The CAO said the Salterpilon Architecture contract is another item that is required to be accurately report out on to reflect current accrued values and payments made. The original Jan. 12 2016 by-law set the contract price at $735,987.50 + HST which was based on a $9.6M pool construction estimate. Since then the pool was approved for a higher construction cost and because the Salterpilon Architecture contract is a percentage of the construction cost, the bylaw is required to be amended to adjust the amount.
“The current amount owed to date is $1,154,660 + HST, an increase of approximately $420,000 from the 12 January 2016 bylaw.
“However, this amount does not include the additional percentage which may be added by the hydro voltage costsidentified above as staff remains in continual discussions with Salterpilon Architecture at the writing of this report.
“As previously mentioned, if the construction costs go up, so will this amount with the final amount not known until the completion of the project. With the information available today and with a few more months to complete the project the wording of the by-law is being requested to be amended to “up to $1,500,000” which will provide an upper ceiling on the contract, and all for some contingency.
“To square up what is currently owed, and provide some additional contingency, this request is for an extra $765,000 from the 12 January 2016 by-law and the final price will be reported out at the completion of the project. All additional costs will be paid out of the contingency from the requested up to $13 million borrowing by-law.
“In the interest of complete transparency,” the CAO said he has also disclosed all `known’ operating forecasted projections associated with the aquatic centre again, based on information available as of the date of this report. This includes the following three items:
1.Additional funding required associated with new facility is forecasted to be between $100,000 -$150,000 annually, commencing in 2018. This is an operating impact, and will increase pressure on the property tax levy.
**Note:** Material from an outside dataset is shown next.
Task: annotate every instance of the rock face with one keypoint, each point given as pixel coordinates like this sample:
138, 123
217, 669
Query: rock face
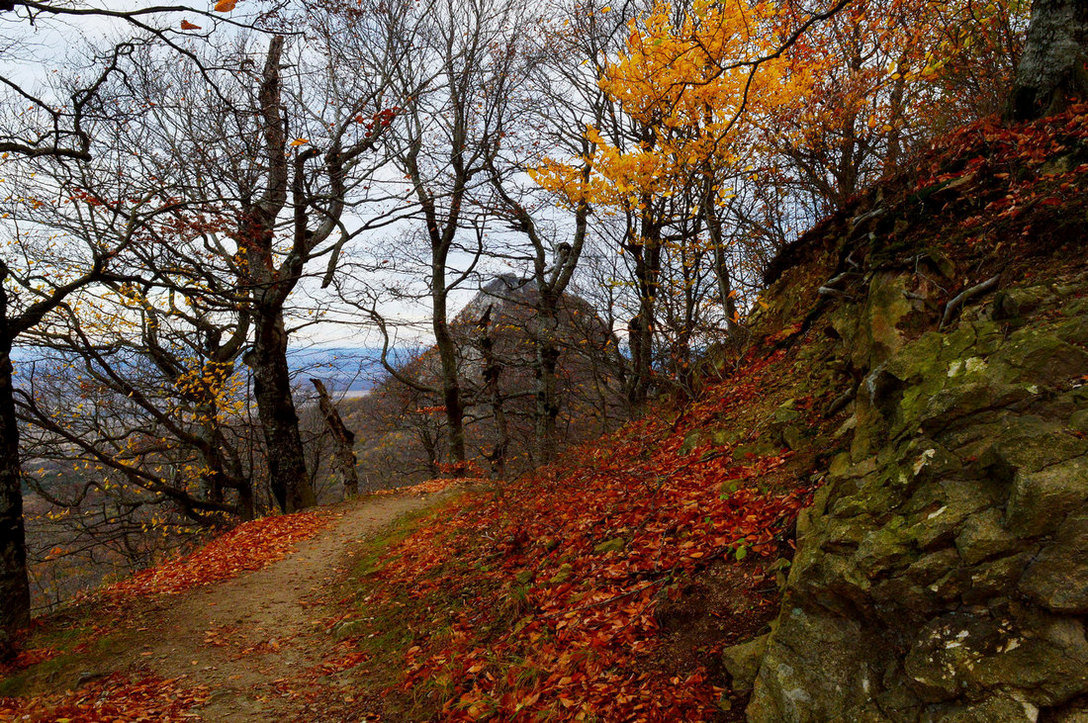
942, 572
2.Unknown costs associated with decommissioning of the old pool are forecasted to be $30,000. This is strictly a contingency amount based on hypothetical scenarios that may or may not occur when the water is drained from the old pool. It will only be utilized if required, however, for proper accounting prudency, must be identified and allocated in the budget. This is also an operating impact, and will increase pressure on the property tax levy.
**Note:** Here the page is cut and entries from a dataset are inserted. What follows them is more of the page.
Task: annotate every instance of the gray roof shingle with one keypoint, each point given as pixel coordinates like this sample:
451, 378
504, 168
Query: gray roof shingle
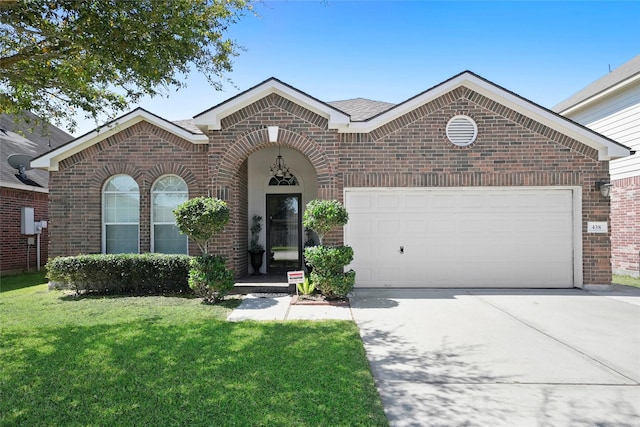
361, 109
33, 143
620, 74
3. Additional funding required for the principle and interest payments related to the 30-year debenture of the final construction line of credit. With the information available today, including the two items identified above for the construction of the facility, the borrowing amount currently stands at $12,400,000 which is estimated at today’s interest rates to be estimated around $680,130 in annual payments commencing in 2019, and for 29 years thereafter.
“This is an operating impact and will increase pressure on the property tax levy as of 2019.”
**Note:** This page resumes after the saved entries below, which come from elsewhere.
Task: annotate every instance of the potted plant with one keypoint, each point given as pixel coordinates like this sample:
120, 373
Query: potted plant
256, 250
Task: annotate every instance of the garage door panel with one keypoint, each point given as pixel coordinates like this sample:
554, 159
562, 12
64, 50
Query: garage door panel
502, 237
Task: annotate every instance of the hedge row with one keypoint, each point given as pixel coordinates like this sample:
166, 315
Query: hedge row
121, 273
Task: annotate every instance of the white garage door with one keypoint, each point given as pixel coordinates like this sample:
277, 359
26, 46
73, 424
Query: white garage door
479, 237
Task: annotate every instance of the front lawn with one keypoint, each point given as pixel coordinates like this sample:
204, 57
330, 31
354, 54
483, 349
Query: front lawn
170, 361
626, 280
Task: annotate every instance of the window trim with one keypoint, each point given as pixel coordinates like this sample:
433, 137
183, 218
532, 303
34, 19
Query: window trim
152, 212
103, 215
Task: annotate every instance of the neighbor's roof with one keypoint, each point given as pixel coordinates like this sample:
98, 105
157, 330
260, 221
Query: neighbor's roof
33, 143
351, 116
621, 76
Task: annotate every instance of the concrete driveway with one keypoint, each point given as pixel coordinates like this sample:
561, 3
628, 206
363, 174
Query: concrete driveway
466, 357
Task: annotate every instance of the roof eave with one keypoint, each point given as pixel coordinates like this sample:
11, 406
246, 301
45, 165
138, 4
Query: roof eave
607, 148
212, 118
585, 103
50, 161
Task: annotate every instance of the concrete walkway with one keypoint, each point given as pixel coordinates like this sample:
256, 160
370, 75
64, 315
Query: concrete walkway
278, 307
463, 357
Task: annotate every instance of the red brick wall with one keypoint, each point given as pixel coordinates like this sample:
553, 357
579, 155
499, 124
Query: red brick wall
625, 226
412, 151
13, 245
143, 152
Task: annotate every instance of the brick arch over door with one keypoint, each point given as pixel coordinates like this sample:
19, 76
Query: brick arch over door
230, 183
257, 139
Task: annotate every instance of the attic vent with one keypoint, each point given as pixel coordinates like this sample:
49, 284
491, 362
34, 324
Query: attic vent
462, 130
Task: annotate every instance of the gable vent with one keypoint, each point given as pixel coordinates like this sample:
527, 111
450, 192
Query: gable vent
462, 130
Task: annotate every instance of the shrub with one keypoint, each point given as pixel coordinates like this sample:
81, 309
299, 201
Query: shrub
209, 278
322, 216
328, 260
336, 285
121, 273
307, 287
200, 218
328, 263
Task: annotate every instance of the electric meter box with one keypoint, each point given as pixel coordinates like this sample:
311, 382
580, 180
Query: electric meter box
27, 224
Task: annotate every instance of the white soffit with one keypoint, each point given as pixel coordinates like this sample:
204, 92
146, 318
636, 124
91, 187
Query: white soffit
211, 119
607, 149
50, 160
Avgoustis said these three items will need to be included, and properly calculated as part of future year budget deliberations but “have been identified here for transparency purposes.”
The CAO said a forensic audit is needed because he “cannot accurately provide answers to certain questions at this time, and will be required to defer investigating them to a professional audit.
“This request will be made as part of the 2018 budget and will impact the property tax levyand if approved will commence after the project has been completed.”